I am now halfway through this toxicology rotation, and I really love it. It's mostly didactics and not very much clinical stuff, but the subject is really interesting, and the attending has all kinds of cool stories to tell. For example, he testified for a criminal trial where someone poisoned the defendant. That was definitely cool. He also gets to travel around a lot. Monday he'll be doing consults, so we're going to go with him. I'm looking forward to that. We're also each going to do a presentation at the end on some kind of tox topic. Mine will be on alcohol withdrawal.

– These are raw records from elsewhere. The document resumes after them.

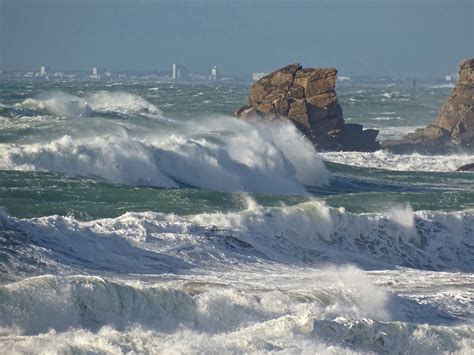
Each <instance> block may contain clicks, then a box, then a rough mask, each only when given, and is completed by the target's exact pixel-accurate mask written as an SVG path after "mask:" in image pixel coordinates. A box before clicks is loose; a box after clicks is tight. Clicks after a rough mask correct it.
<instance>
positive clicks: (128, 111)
mask: <svg viewBox="0 0 474 355" xmlns="http://www.w3.org/2000/svg"><path fill="white" fill-rule="evenodd" d="M86 101H87V103H88V104H89V105H90V106H91V107H92V109H93V110H94V111H97V112H125V113H126V112H140V111H146V112H149V113H153V114H158V115H161V112H160V110H159V109H158V108H157V107H156V106H155V105H153V104H151V103H149V102H148V101H147V100H145V99H144V98H142V97H141V96H138V95H135V94H130V93H128V92H123V91H114V92H109V91H99V92H96V93H94V94H90V95H87V96H86Z"/></svg>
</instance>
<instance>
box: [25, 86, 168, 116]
mask: <svg viewBox="0 0 474 355" xmlns="http://www.w3.org/2000/svg"><path fill="white" fill-rule="evenodd" d="M17 106H18V107H24V108H28V109H31V110H40V111H47V112H50V113H52V114H55V115H58V116H64V117H72V118H74V117H88V116H91V115H92V114H93V112H119V113H148V114H152V115H154V116H156V117H161V116H162V115H161V111H160V110H159V109H158V108H157V107H156V106H155V105H153V104H151V103H150V102H148V101H147V100H145V99H144V98H142V97H141V96H139V95H135V94H131V93H128V92H123V91H99V92H96V93H93V94H88V95H86V96H85V97H78V96H75V95H71V94H67V93H64V92H49V93H43V94H41V95H39V96H38V97H36V98H28V99H26V100H24V101H23V102H22V103H21V104H18V105H17Z"/></svg>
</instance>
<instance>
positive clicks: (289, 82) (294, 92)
mask: <svg viewBox="0 0 474 355" xmlns="http://www.w3.org/2000/svg"><path fill="white" fill-rule="evenodd" d="M336 75H337V70H336V69H334V68H316V69H313V68H305V69H303V68H302V67H301V65H299V64H290V65H288V66H286V67H284V68H281V69H279V70H276V71H274V72H273V73H271V74H269V75H267V76H265V77H263V78H262V79H260V80H258V81H257V82H255V84H254V85H253V86H252V88H251V90H250V96H249V103H248V105H246V106H244V107H241V108H240V109H239V110H237V111H236V113H235V115H236V116H237V117H242V118H248V117H262V118H265V119H269V120H272V119H280V118H282V117H286V118H288V119H290V120H291V121H292V122H293V123H294V124H295V125H296V127H298V128H299V129H300V130H301V131H302V132H303V133H304V134H305V135H306V136H307V137H308V138H309V139H310V140H311V141H312V142H313V144H314V145H315V146H316V147H317V148H319V149H325V150H359V151H374V150H377V149H379V148H380V145H379V144H378V143H377V142H376V140H375V138H376V137H377V134H378V131H377V130H363V127H362V126H361V125H358V124H345V123H344V119H343V116H342V109H341V106H340V105H339V103H338V101H337V95H336V91H335V86H336Z"/></svg>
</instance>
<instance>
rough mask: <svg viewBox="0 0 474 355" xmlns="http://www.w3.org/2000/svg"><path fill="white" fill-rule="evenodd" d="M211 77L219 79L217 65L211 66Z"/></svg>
mask: <svg viewBox="0 0 474 355" xmlns="http://www.w3.org/2000/svg"><path fill="white" fill-rule="evenodd" d="M210 79H211V80H217V79H218V73H217V65H213V66H212V67H211V76H210Z"/></svg>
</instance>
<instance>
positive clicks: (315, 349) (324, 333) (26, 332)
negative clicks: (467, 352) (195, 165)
mask: <svg viewBox="0 0 474 355" xmlns="http://www.w3.org/2000/svg"><path fill="white" fill-rule="evenodd" d="M265 271H266V272H267V274H265V273H263V272H262V273H261V274H258V273H257V274H249V273H248V272H247V273H246V275H247V282H250V283H251V287H250V288H240V287H239V286H238V285H232V284H227V283H223V282H222V281H223V280H222V279H221V282H220V283H215V282H212V281H211V280H212V276H211V277H210V278H209V279H205V278H201V279H196V277H195V276H194V277H193V279H186V277H183V279H182V280H179V281H174V282H168V283H163V282H161V283H153V282H146V283H145V282H140V281H118V280H108V279H105V278H103V277H94V276H66V277H64V276H62V277H61V276H50V275H47V276H41V277H33V278H29V279H25V280H22V281H19V282H16V283H11V284H8V285H5V286H0V310H1V312H0V332H1V333H2V335H3V336H2V337H0V349H2V351H3V352H5V353H12V352H18V351H22V352H25V351H29V350H33V349H34V351H35V352H37V351H38V350H40V351H41V350H48V351H53V352H68V351H69V352H94V353H96V352H104V351H105V352H113V353H122V352H130V351H133V352H137V353H143V352H145V353H147V352H152V353H154V352H156V351H157V350H158V349H163V348H166V349H167V351H168V352H169V351H172V350H175V351H177V352H185V353H193V352H209V351H215V352H228V351H229V349H232V350H233V351H235V352H274V351H282V350H284V349H292V350H293V351H297V352H301V351H307V352H310V353H311V352H315V351H317V352H318V353H319V352H325V351H330V352H331V353H332V352H334V351H336V350H337V352H338V353H341V352H344V353H348V352H357V353H359V352H377V353H380V352H388V353H397V352H400V353H430V352H435V353H436V352H439V351H440V349H443V350H444V351H446V352H455V351H466V352H468V351H470V350H472V348H473V347H474V339H472V332H473V330H474V327H473V326H472V325H469V324H464V325H462V324H461V325H453V324H449V325H444V324H436V323H435V322H434V323H433V320H434V319H436V318H439V319H441V318H442V317H445V315H444V314H442V313H441V312H438V314H436V313H437V312H436V311H434V310H433V309H429V310H428V309H427V308H429V307H427V306H426V305H420V304H416V305H415V304H413V303H410V302H407V301H406V300H403V299H402V298H399V297H396V296H394V295H391V294H390V293H388V292H387V291H384V290H383V289H381V288H379V287H377V286H376V285H374V284H373V282H372V281H371V280H370V279H369V278H368V277H367V275H366V274H364V273H363V272H362V271H361V270H359V269H357V268H354V267H344V268H320V269H313V270H311V269H304V270H301V269H300V270H299V275H298V274H297V273H296V272H295V270H292V271H289V270H272V271H273V272H279V277H278V278H274V277H272V276H271V274H270V275H268V271H269V270H265ZM285 271H286V272H285ZM301 272H305V276H304V277H301ZM261 277H265V279H266V283H265V287H262V286H261V285H259V284H258V279H259V278H261ZM282 279H288V280H293V282H290V284H287V285H281V280H282ZM224 282H225V281H224ZM279 283H280V284H279ZM407 306H411V308H408V309H405V307H407ZM417 308H418V313H419V312H420V311H421V312H424V314H425V317H428V318H424V319H423V320H425V321H424V322H423V321H422V322H410V321H408V320H407V318H412V317H413V314H412V313H413V311H415V313H416V312H417ZM428 311H431V312H428ZM426 314H428V315H426ZM427 319H428V321H427V322H426V320H427ZM7 334H8V336H5V335H7Z"/></svg>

We spent Monday morning in the attending's lead clinic. This is an outpatient clinic where he sees kids who have lead poisoning, usually due to ingesting or inhaling lead-based paints. If their lead levels are high enough, he chelates them. (Chelators are chemicals that bind to lead so that the body can excrete it.) Since a lot of the buildings in Cleveland are relatively old, especially in the poorer areas of town, there is still a lot of lead-based paint here. One family had three little girls, all with almost the same names. The nurse practitioner was having trouble remembering which one was which, but the funniest thing was that the girls' mother was having the same problem.
Today's afternoon seminar was on the art of physical diagnosis, or rather, how this art is being lost because of the dependence on technology. We didn't actually practice any physical diagnosis, mind you, just talked about how we don't really learn it. Again, it's an important topic to think about, but three hours of it is really not necessary.